Stinko bizarro

Perfume must be one of the hardest things to sell. I already like it, but which to buy? All I want is a perfume that smells exactly like a fresh, trembling tuberose but what I get is pictures of 11-year-old girls poncing around in evening gowns with velvet trains, women (who look as if they’re struggling with an eating disorder as well as a dirty great bit of kelp) writhing at the water’s edge, a young woman with feathers coming out of her bum wearing a leg leash, a man lurking around with a bunch of peonies, pictures of one naked person giving another one a fire-fighter’s lift, very many pictures of women looking wistfully air-headed surrounded by baskets of floristry and a whole lot of absolute crap written to describe a scent.

Magazines now carry perfume samples, and many American magazines carry up to three separate perfume samples as part of the full-page advertising. (In America you don’t need to buy perfume.

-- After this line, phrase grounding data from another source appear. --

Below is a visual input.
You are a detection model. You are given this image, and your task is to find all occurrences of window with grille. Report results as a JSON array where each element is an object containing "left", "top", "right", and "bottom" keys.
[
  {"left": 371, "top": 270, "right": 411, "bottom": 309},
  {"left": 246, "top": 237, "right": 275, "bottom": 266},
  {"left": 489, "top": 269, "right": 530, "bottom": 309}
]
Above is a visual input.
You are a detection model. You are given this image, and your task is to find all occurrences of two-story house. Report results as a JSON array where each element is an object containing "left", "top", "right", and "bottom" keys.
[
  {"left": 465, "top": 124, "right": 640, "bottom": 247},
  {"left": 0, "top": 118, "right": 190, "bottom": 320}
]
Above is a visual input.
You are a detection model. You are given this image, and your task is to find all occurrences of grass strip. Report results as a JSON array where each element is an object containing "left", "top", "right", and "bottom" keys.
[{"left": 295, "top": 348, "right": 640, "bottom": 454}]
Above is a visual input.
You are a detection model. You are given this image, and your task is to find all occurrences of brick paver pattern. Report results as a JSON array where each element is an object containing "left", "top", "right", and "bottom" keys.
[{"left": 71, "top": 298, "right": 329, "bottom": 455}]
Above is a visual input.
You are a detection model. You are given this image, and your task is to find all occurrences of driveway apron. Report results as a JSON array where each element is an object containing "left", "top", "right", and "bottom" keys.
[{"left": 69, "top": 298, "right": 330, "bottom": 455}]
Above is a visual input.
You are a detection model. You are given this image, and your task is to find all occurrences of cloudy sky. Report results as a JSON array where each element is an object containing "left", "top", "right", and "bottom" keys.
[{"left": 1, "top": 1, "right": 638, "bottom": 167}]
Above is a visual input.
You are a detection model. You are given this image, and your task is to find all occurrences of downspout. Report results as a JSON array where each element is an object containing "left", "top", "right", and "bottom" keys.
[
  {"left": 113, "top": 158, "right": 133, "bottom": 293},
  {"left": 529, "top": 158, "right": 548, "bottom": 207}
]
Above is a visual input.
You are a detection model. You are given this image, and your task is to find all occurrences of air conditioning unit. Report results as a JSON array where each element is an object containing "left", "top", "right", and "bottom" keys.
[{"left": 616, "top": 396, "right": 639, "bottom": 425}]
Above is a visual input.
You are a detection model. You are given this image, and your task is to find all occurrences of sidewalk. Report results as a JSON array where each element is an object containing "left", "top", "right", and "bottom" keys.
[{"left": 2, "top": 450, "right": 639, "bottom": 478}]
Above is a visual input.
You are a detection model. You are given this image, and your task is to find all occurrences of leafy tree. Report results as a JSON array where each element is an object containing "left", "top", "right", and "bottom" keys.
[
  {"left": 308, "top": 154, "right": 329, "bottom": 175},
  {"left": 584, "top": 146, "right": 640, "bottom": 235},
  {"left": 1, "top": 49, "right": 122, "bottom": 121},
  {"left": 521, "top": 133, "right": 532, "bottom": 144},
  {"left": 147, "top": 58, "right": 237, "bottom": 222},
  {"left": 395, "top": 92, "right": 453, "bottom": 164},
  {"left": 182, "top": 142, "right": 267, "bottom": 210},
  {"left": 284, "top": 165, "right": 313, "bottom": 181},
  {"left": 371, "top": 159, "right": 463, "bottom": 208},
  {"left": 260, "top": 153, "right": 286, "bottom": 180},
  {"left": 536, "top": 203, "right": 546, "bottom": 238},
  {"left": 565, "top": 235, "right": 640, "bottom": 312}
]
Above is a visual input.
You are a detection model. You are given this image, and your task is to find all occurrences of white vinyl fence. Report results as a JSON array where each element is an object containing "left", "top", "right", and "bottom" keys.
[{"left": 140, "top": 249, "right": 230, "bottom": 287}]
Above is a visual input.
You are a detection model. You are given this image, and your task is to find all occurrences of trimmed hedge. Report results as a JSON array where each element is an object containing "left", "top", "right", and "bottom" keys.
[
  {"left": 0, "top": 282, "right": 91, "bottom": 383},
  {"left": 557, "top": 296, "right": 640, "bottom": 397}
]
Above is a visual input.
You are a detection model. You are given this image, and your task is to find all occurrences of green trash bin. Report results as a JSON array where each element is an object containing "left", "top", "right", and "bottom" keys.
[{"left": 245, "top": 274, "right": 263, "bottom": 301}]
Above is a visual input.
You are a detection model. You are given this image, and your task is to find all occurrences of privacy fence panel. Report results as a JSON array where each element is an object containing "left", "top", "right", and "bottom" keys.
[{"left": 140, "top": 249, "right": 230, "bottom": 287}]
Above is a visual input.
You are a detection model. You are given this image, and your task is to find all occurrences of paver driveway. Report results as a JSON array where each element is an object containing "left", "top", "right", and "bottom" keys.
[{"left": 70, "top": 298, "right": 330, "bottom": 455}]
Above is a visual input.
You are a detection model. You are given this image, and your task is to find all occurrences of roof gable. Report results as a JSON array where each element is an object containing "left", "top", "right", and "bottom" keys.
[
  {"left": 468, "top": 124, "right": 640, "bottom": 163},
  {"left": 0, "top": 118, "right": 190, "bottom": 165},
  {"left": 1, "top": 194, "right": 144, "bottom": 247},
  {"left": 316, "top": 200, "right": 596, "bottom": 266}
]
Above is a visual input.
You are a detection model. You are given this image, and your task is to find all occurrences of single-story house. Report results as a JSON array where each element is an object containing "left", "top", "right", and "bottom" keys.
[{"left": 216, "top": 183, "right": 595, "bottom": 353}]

You just slink up to a newsstand and rub yourself against page 57 of something.)

In Australia, they’re squabbling over hundreds of millions in sales of women’s perfumes in department stores, plus millions at chemists and in department stores for men’s fragrances. So they spend up on their launches of new scents. The perfume companies have monstrously lavish cocktail parties, dinners and parties with fireworks and caviar and obsequious waiters and lots of alcohol and free samples. They invite their closest personal friends: the Press.

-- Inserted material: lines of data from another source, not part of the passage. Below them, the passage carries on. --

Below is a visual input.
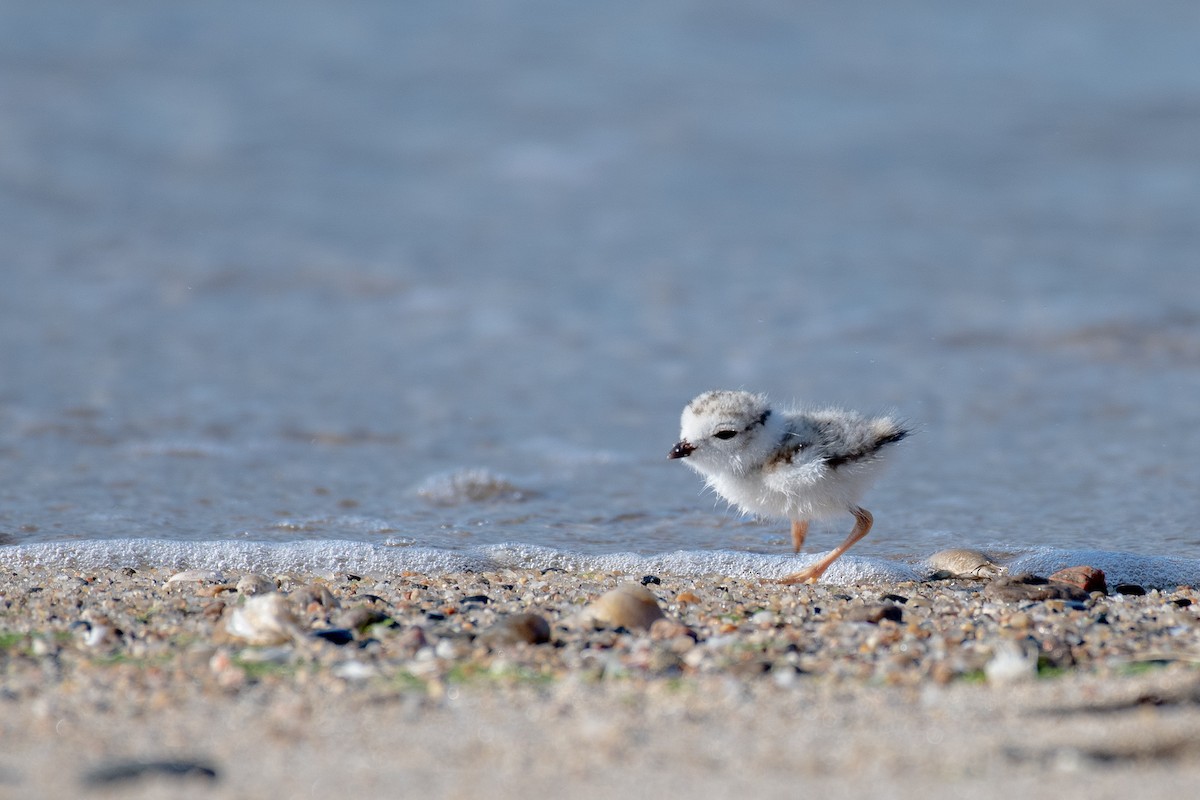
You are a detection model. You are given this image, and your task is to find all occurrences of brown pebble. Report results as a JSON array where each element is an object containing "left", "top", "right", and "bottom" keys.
[
  {"left": 649, "top": 619, "right": 697, "bottom": 642},
  {"left": 983, "top": 574, "right": 1089, "bottom": 603},
  {"left": 1049, "top": 566, "right": 1107, "bottom": 594},
  {"left": 339, "top": 606, "right": 393, "bottom": 632},
  {"left": 477, "top": 613, "right": 551, "bottom": 647},
  {"left": 675, "top": 591, "right": 701, "bottom": 605}
]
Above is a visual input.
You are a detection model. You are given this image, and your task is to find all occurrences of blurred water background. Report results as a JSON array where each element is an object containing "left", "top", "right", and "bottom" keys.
[{"left": 2, "top": 1, "right": 1199, "bottom": 579}]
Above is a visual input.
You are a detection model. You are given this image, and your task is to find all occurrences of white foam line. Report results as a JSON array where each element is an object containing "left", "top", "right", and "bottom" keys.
[{"left": 1, "top": 540, "right": 1196, "bottom": 588}]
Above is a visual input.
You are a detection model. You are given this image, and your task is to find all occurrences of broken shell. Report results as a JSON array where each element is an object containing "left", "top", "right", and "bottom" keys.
[
  {"left": 927, "top": 549, "right": 1004, "bottom": 579},
  {"left": 224, "top": 594, "right": 304, "bottom": 645},
  {"left": 574, "top": 583, "right": 665, "bottom": 631}
]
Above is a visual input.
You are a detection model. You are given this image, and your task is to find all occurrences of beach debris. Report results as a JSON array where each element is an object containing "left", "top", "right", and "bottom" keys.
[
  {"left": 236, "top": 574, "right": 277, "bottom": 596},
  {"left": 82, "top": 759, "right": 219, "bottom": 787},
  {"left": 927, "top": 548, "right": 1004, "bottom": 579},
  {"left": 165, "top": 569, "right": 224, "bottom": 587},
  {"left": 477, "top": 613, "right": 551, "bottom": 648},
  {"left": 983, "top": 574, "right": 1090, "bottom": 603},
  {"left": 224, "top": 594, "right": 304, "bottom": 645},
  {"left": 573, "top": 583, "right": 665, "bottom": 631},
  {"left": 414, "top": 467, "right": 532, "bottom": 505},
  {"left": 1049, "top": 566, "right": 1108, "bottom": 594}
]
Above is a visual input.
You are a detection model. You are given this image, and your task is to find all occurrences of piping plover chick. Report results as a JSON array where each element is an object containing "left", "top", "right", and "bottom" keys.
[{"left": 669, "top": 390, "right": 908, "bottom": 584}]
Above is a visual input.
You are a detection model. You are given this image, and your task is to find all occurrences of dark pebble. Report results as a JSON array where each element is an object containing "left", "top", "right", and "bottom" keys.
[
  {"left": 83, "top": 760, "right": 219, "bottom": 786},
  {"left": 311, "top": 628, "right": 355, "bottom": 646},
  {"left": 1172, "top": 598, "right": 1193, "bottom": 608},
  {"left": 1114, "top": 584, "right": 1147, "bottom": 596},
  {"left": 881, "top": 593, "right": 908, "bottom": 604},
  {"left": 641, "top": 575, "right": 662, "bottom": 586},
  {"left": 425, "top": 612, "right": 446, "bottom": 621},
  {"left": 845, "top": 603, "right": 903, "bottom": 624},
  {"left": 461, "top": 594, "right": 490, "bottom": 605},
  {"left": 983, "top": 574, "right": 1089, "bottom": 603}
]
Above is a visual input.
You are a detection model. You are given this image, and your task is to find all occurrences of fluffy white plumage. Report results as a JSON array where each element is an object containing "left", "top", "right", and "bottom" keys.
[{"left": 669, "top": 390, "right": 908, "bottom": 583}]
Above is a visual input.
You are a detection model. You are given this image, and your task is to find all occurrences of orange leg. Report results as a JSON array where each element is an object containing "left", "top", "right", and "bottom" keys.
[
  {"left": 779, "top": 507, "right": 873, "bottom": 585},
  {"left": 790, "top": 519, "right": 809, "bottom": 554}
]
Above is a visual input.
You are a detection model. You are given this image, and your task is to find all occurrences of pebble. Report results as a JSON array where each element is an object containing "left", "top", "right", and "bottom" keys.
[
  {"left": 844, "top": 604, "right": 903, "bottom": 624},
  {"left": 574, "top": 583, "right": 666, "bottom": 631},
  {"left": 477, "top": 613, "right": 551, "bottom": 647},
  {"left": 983, "top": 574, "right": 1090, "bottom": 603},
  {"left": 1049, "top": 566, "right": 1108, "bottom": 594}
]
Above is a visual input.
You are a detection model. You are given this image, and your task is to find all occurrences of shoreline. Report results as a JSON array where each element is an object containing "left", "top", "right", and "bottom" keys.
[{"left": 4, "top": 564, "right": 1200, "bottom": 796}]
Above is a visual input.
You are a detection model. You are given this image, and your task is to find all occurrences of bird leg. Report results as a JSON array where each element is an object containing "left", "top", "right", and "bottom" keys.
[
  {"left": 790, "top": 519, "right": 809, "bottom": 554},
  {"left": 778, "top": 507, "right": 873, "bottom": 585}
]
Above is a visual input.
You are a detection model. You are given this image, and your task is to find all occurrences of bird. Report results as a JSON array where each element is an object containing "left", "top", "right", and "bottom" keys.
[{"left": 669, "top": 389, "right": 908, "bottom": 584}]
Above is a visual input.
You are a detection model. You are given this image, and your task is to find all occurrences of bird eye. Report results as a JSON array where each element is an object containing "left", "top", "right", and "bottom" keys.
[{"left": 713, "top": 430, "right": 738, "bottom": 440}]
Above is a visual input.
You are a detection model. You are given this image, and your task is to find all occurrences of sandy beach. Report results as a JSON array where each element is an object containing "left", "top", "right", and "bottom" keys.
[{"left": 4, "top": 563, "right": 1200, "bottom": 798}]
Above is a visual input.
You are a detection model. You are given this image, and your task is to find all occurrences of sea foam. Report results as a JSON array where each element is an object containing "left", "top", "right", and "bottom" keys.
[{"left": 3, "top": 539, "right": 1197, "bottom": 588}]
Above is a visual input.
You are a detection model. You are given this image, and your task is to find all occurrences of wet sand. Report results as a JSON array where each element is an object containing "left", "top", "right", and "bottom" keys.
[{"left": 3, "top": 564, "right": 1200, "bottom": 798}]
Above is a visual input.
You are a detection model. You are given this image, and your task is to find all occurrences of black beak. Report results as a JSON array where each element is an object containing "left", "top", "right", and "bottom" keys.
[{"left": 669, "top": 440, "right": 695, "bottom": 459}]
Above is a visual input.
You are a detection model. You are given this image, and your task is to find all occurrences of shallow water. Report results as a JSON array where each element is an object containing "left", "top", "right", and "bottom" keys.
[{"left": 2, "top": 2, "right": 1199, "bottom": 579}]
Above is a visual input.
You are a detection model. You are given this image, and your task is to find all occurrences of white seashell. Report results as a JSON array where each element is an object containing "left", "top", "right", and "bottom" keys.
[
  {"left": 166, "top": 569, "right": 225, "bottom": 585},
  {"left": 572, "top": 583, "right": 665, "bottom": 631},
  {"left": 928, "top": 548, "right": 1004, "bottom": 579},
  {"left": 225, "top": 594, "right": 303, "bottom": 645}
]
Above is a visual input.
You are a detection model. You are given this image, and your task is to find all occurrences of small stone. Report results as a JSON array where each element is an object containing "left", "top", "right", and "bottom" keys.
[
  {"left": 652, "top": 618, "right": 700, "bottom": 642},
  {"left": 339, "top": 606, "right": 394, "bottom": 632},
  {"left": 1114, "top": 583, "right": 1147, "bottom": 596},
  {"left": 477, "top": 613, "right": 552, "bottom": 647},
  {"left": 1049, "top": 566, "right": 1107, "bottom": 594},
  {"left": 983, "top": 574, "right": 1089, "bottom": 603},
  {"left": 575, "top": 583, "right": 666, "bottom": 631},
  {"left": 311, "top": 628, "right": 355, "bottom": 646},
  {"left": 641, "top": 575, "right": 662, "bottom": 586},
  {"left": 927, "top": 549, "right": 1004, "bottom": 579},
  {"left": 675, "top": 591, "right": 701, "bottom": 605},
  {"left": 461, "top": 594, "right": 490, "bottom": 605},
  {"left": 845, "top": 604, "right": 903, "bottom": 624}
]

After all, advertisers are flogging a wee bit of luxury for the people who can’t afford to get invited to the perfume launch parties with caviar and fireworks and marvellous old Oscar de la Thingie flown out from (gasp, swoon, stagger) Paris! A bit of romance and glamour in a beautiful bottle. And some of the bottles are very beautiful, delicate, mysterious, gloriously chunky, designed by surreal artists and marketing geniuses. Others push the point, with fake jewels and golden metal butterflies.

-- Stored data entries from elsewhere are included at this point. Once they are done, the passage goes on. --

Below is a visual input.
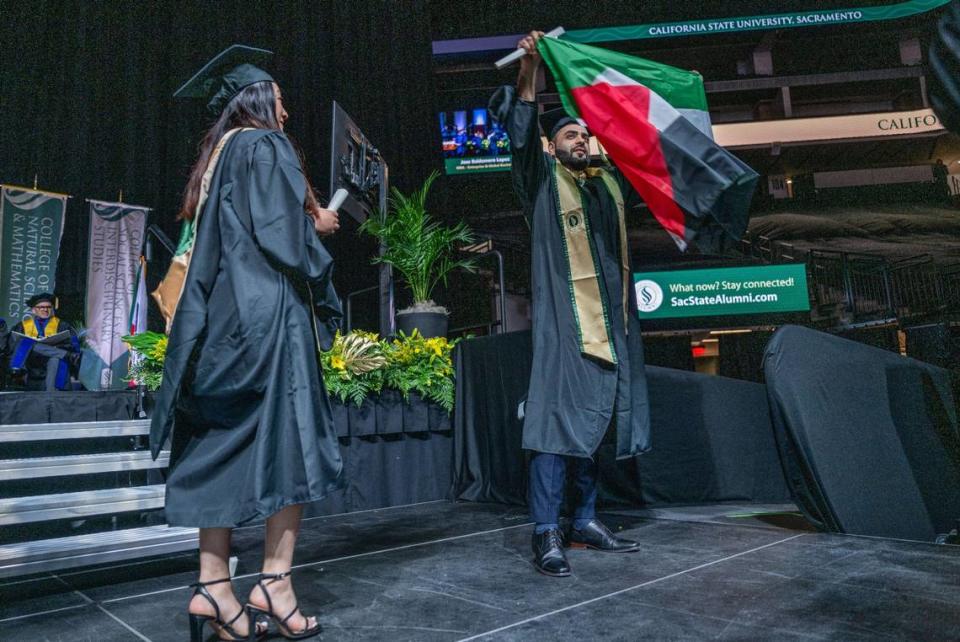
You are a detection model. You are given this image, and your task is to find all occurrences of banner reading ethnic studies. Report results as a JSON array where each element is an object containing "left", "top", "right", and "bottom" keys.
[
  {"left": 0, "top": 187, "right": 68, "bottom": 323},
  {"left": 634, "top": 264, "right": 810, "bottom": 319},
  {"left": 79, "top": 200, "right": 147, "bottom": 390}
]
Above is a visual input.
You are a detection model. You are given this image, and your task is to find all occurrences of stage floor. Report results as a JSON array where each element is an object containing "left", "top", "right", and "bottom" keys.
[{"left": 2, "top": 501, "right": 958, "bottom": 640}]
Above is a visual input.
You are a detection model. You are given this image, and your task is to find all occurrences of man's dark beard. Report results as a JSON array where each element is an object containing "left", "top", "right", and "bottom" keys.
[{"left": 556, "top": 147, "right": 589, "bottom": 171}]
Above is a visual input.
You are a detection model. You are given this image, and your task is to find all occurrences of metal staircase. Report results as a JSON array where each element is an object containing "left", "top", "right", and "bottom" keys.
[{"left": 0, "top": 417, "right": 197, "bottom": 579}]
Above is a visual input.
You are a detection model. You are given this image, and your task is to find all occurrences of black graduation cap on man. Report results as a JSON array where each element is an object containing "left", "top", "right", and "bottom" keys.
[
  {"left": 539, "top": 106, "right": 590, "bottom": 141},
  {"left": 26, "top": 293, "right": 56, "bottom": 308},
  {"left": 173, "top": 44, "right": 275, "bottom": 115}
]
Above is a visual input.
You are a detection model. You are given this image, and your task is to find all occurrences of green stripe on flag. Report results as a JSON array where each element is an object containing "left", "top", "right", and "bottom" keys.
[{"left": 537, "top": 36, "right": 707, "bottom": 117}]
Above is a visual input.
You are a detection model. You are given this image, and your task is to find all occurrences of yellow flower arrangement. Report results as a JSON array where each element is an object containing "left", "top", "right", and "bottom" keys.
[
  {"left": 122, "top": 331, "right": 168, "bottom": 391},
  {"left": 381, "top": 330, "right": 459, "bottom": 412},
  {"left": 318, "top": 329, "right": 461, "bottom": 412},
  {"left": 150, "top": 335, "right": 168, "bottom": 361},
  {"left": 124, "top": 326, "right": 463, "bottom": 412},
  {"left": 319, "top": 331, "right": 387, "bottom": 406}
]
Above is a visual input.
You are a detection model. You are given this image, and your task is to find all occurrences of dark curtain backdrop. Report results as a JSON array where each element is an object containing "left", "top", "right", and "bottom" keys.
[
  {"left": 453, "top": 332, "right": 792, "bottom": 508},
  {"left": 718, "top": 331, "right": 774, "bottom": 382},
  {"left": 0, "top": 0, "right": 438, "bottom": 327}
]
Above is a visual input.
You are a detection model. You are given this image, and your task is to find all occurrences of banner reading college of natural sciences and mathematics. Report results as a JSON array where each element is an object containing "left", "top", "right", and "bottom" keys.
[
  {"left": 0, "top": 186, "right": 68, "bottom": 323},
  {"left": 634, "top": 264, "right": 810, "bottom": 320},
  {"left": 80, "top": 200, "right": 147, "bottom": 390}
]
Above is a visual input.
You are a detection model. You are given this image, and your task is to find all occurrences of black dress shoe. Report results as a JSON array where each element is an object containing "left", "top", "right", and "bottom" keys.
[
  {"left": 532, "top": 528, "right": 571, "bottom": 577},
  {"left": 568, "top": 519, "right": 640, "bottom": 552}
]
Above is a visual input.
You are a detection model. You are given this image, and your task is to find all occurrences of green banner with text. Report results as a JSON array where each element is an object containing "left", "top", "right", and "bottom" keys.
[
  {"left": 0, "top": 187, "right": 68, "bottom": 323},
  {"left": 634, "top": 264, "right": 810, "bottom": 319},
  {"left": 568, "top": 0, "right": 950, "bottom": 44}
]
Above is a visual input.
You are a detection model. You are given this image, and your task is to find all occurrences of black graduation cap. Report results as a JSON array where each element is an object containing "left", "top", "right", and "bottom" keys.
[
  {"left": 26, "top": 292, "right": 56, "bottom": 307},
  {"left": 540, "top": 107, "right": 589, "bottom": 140},
  {"left": 173, "top": 44, "right": 275, "bottom": 115}
]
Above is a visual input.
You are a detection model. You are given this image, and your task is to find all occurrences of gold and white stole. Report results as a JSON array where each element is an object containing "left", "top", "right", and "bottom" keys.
[{"left": 552, "top": 161, "right": 629, "bottom": 365}]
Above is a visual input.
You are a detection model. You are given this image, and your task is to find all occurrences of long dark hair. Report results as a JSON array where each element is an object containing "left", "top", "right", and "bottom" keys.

We’re buying Diamonds and Rubies, Trésor (Treasure) and Tweed, Lace, White Satin and White Linen that we can’t afford to buy or wear because we live in the real world where white linen is impractical. We’re buying the sexy, the forbidden, the racy, Volupté, Poison, Tabu, Joy and Opium. We want to be Knowing, Clandestine, Spellbound, Unforgettable, Beautiful, a Diva, a Paradox; to have Worth, Youth Dew, Mystery and Panache. We want to associate with a lifestyle, or smell of its old money. We want it for Eternity, Forever. Or at least until 4711. There are no perfumes called Pre-menstrual Bitchface or Sheer Poverty.